青藏高原属于气候变化的敏感区和生态脆弱带,对气候变化和人类活动扰动十分敏感,在未来全球碳循环调控中发挥着重要的作用。为增进对青藏高原高寒草地生态系统碳循环的理解,综述了近10年来气候变化、氮沉降和人类活动干扰下青藏高原温室气体排放、土壤碳库变化以及模型模拟应用等方面的最新研究进展。概括出高寒草地生态系统碳循环研究的草地类型主要包括高寒草原、高寒草甸、灌丛草甸草原、沼泽化草甸以及高寒湿地等。阐述了温室气体产生的机理、青藏高原高寒草地碳循环的源汇关系,指出温度升高、放牧、氮沉降是影响青藏高原温室气体排放、土壤碳库变化最重要的外界扰动,但是温室气体排放、土壤碳库对这3个因子之间协同作用的响应目前还不清楚。

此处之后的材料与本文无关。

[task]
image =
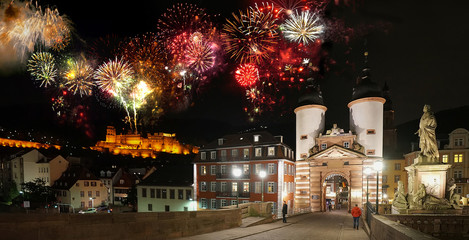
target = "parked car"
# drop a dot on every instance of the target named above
(89, 210)
(104, 209)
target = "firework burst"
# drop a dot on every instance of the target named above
(78, 77)
(200, 56)
(41, 65)
(114, 76)
(251, 36)
(55, 28)
(247, 74)
(183, 18)
(304, 27)
(145, 55)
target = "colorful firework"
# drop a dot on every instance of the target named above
(23, 26)
(302, 28)
(247, 74)
(78, 77)
(55, 28)
(42, 68)
(145, 55)
(200, 56)
(114, 76)
(183, 18)
(251, 36)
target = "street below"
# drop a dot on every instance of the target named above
(337, 224)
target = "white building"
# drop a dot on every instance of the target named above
(164, 192)
(30, 165)
(80, 189)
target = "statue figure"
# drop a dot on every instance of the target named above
(428, 145)
(419, 197)
(451, 196)
(358, 147)
(400, 198)
(313, 150)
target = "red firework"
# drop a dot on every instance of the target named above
(247, 74)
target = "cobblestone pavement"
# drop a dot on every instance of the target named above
(337, 225)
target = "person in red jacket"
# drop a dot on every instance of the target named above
(356, 213)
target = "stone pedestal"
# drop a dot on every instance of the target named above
(432, 175)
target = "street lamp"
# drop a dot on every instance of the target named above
(378, 166)
(367, 172)
(237, 174)
(262, 174)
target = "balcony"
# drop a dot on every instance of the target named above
(233, 194)
(230, 176)
(461, 180)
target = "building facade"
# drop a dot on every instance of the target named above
(265, 166)
(79, 189)
(338, 155)
(454, 153)
(26, 166)
(165, 191)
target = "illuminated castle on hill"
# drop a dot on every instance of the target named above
(138, 146)
(26, 144)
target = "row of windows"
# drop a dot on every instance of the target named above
(457, 158)
(90, 194)
(225, 186)
(88, 183)
(258, 152)
(289, 169)
(397, 178)
(225, 169)
(162, 193)
(217, 203)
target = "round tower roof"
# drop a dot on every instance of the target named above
(311, 95)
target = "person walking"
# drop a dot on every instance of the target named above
(356, 213)
(284, 211)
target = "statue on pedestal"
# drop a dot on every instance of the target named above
(428, 145)
(400, 198)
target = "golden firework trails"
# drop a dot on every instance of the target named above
(42, 68)
(78, 77)
(304, 27)
(114, 76)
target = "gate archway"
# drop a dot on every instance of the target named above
(335, 191)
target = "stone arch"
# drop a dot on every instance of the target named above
(324, 176)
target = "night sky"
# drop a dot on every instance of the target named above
(420, 48)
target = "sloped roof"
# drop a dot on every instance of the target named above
(72, 175)
(244, 139)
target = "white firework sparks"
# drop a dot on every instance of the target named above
(303, 28)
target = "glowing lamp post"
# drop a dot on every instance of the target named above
(367, 172)
(262, 174)
(237, 174)
(378, 166)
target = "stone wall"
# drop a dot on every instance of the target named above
(441, 226)
(158, 225)
(383, 228)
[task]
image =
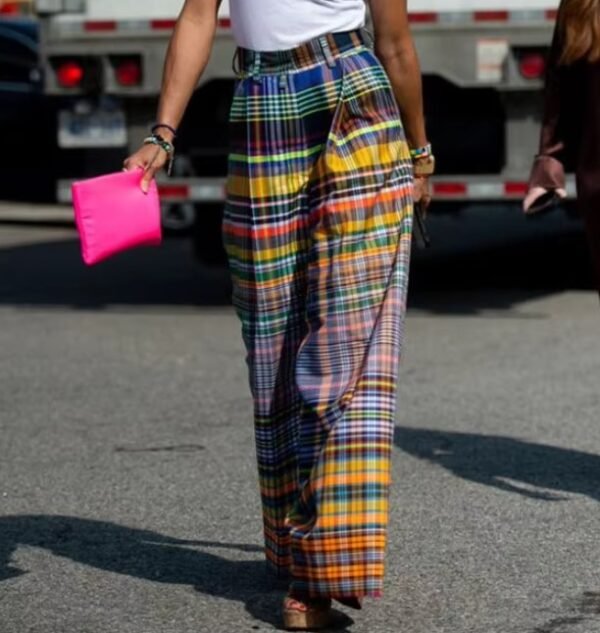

现有的高寒草地生态系统碳循环模型,主要以植被类型为基础,大多只考虑了水热因子,很少包含土壤因子和生物因子及其协同作用的影响。在此基础上,指出未来拟加强的研究重点:1)冻融交替过程土壤温室气体排放研究;2)非生长季土壤呼吸作用研究;3)碳循环和植物物候耦合研究;4)高寒草地生态系统碳循环模型的开发。

References

[1]	万运帆, 李玉娥, 高清竹, 等. 夏季放牧强度对藏北草原温室气体排放的影响. 草业科学, 2010, 27(11): 1-6.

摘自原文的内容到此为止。